2010年10月04日 05時03分37秒 | Weblog


『A2』、7月に読了。森達也安岡卓治著。現代書館。2005年5月第1版第2刷(2002年4月第1刷)。

 「はしがき」・「あとがき」以外に、「撮った理由、及び「A2」本篇から落としたエピソード・・・・・・森達也」、「採録シナリオ「A2」」、「森達也と二人三脚で「A」「A2」づくり・・・・・・安岡卓治」の3章。

 フィル・スペクター(p.30)。

 浅野健一さん、「人権と報道・連絡会」(p.68、71)。河野義行さん(p.130)。
 『創』の篠田さん、『アエラ』の烏賀陽さん。「烏賀陽 ・・・オウムに好意的なニュース番組なんか作っていいのかと、うちはスポンサー降ろさせてもらうぞと、・・・抵抗するというのはなんか、濁中の黄河に向かって裸一つで飛び込んでいくような、そういう恐怖感を僕は感じているし。いつもいつも叩き潰されて、自分の書きたいことが結局最終的には100%は出せないという歯がゆさも持ってるし・・・」(p.157)。

 下山事件(p.186)の撮影

 「テレビ界・・・ベテランディレクターの多くがテレビの世界を離れている。映像消費文化の象徴のような存在だ。/森も、・・・企画では傑出した独自性を持っているものの、処世術はうとい。/・・・ポリシーを持ち、様々な場で発言する「フリー・ディレクター」は、森以外に何人いるだろうか?/批判的な精神を持続することは難しい」(p.188)。

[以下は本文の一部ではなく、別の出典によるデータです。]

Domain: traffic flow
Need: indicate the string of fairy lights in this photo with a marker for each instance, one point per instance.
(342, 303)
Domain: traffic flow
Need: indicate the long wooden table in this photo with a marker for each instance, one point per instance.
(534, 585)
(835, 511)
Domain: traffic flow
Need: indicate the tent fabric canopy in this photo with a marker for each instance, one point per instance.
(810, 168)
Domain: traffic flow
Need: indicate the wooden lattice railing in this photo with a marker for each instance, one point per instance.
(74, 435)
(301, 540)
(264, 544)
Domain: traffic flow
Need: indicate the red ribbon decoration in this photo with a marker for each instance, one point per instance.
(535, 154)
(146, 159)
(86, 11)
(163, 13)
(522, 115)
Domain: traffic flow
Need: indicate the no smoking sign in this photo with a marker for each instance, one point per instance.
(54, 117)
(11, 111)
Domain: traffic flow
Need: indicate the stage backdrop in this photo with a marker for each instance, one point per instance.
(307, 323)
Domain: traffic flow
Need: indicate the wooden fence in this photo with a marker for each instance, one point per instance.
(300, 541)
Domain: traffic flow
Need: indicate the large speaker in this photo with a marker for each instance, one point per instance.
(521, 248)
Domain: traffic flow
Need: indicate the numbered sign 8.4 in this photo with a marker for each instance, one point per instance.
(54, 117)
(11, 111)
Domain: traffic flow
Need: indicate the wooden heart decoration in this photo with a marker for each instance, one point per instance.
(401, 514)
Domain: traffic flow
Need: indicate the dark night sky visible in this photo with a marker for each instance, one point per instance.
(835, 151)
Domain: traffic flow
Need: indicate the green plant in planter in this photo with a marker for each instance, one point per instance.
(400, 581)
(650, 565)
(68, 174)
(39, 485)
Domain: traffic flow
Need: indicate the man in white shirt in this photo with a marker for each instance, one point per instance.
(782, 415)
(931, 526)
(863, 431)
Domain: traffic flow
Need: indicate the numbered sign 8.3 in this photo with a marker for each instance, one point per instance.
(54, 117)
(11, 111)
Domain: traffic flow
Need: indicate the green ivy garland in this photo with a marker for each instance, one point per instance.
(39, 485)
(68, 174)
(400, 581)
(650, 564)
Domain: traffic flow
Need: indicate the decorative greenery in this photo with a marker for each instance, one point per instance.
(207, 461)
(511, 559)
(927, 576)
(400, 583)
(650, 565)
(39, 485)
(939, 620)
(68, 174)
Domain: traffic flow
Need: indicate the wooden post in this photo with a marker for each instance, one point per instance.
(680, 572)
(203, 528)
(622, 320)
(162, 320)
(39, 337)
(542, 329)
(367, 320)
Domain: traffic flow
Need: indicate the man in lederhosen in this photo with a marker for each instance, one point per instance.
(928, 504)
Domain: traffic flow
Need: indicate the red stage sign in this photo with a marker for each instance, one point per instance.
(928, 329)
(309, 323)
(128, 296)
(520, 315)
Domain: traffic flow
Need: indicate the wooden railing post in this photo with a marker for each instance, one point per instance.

 『放送禁止歌』(p.189)。岡林信康。「・・・全共闘・・・。/「お祭り騒ぎ」をテレビで見ながら、「若者たちの時代」が到来することを夢想したわれわれが直面したものは、紛争処理後の徹底した管理強化教と、それによって押し殺された・・・無気力な同世代の群れであった。政治的な関心を示すだけで教師からにらまれ、反抗には隠微な制裁が加えられた。/・・・「勇者たち」の多くは、彼らが憎み、破壊しようとしたはずの制度の中にしっかりと組み込まれ、歯車として生き続けていた。/当時の武勇伝を得々と語るものたちと出会うことがある。が、命がけで闘おうとした本物の闘士たちは、けして語らないのだと思う。自らの敗北がもたらした荒廃を、歯ぎしりしながら見つめているのではないだろうか。/岡林信康自身も「手紙」を封印し、もう歌うことはないという」(p.190)。高田渡、なぎら健壱、「イムジン河」(p.191)。
 『職業欄はエスパー』、『一九九四年よだかの星』(p.194)。「他の生き物を犠牲にして生きてゆくしかない人間の矛盾」(p.196)。

 「森は、「A」によって、自分が本来作るべきものを
再認識したのだと思う。自らの主観を貫くことで、作品のオリジナリティーを発揮することの大切さに気づいたのだ」(p.196)。

 「・・・戦後の日本でこれほど明瞭な「社会の敵」は存在しなかったのではないだろうか。・・・だが、社会に渦巻くその「憎悪」に身を任せ、煽りたてるだけでは、事件の根幹にある問題にたどり着くことは出来ない。・・・、「なぜ、彼らが?」の解答は得られていない。犯罪の核心は「動機」にある。その「動機」をすべて「信仰」に収斂させてしまうことは乱暴すぎないだろうか?」(p.198)。「・・・世論の「憎悪」が高まり、メディアの理性をゆがめていることを感じた。テレビは、・・・横並びで・・・犯罪の凶悪さを叫ぶ声の大きさで視聴率を争っている。/誰か、冷静に見すえようとするものはいないのか?/・・・/森と出会ったのは、そんなときだった。/・・・ふたつ返事で、プロデュースを引き受けた」(pp.208-209)。

 原一男さん(p.215)。

 転び公妨(p.222)。

 山形国際ドキュメンタリー映画祭「市民賞」受賞(p.235)。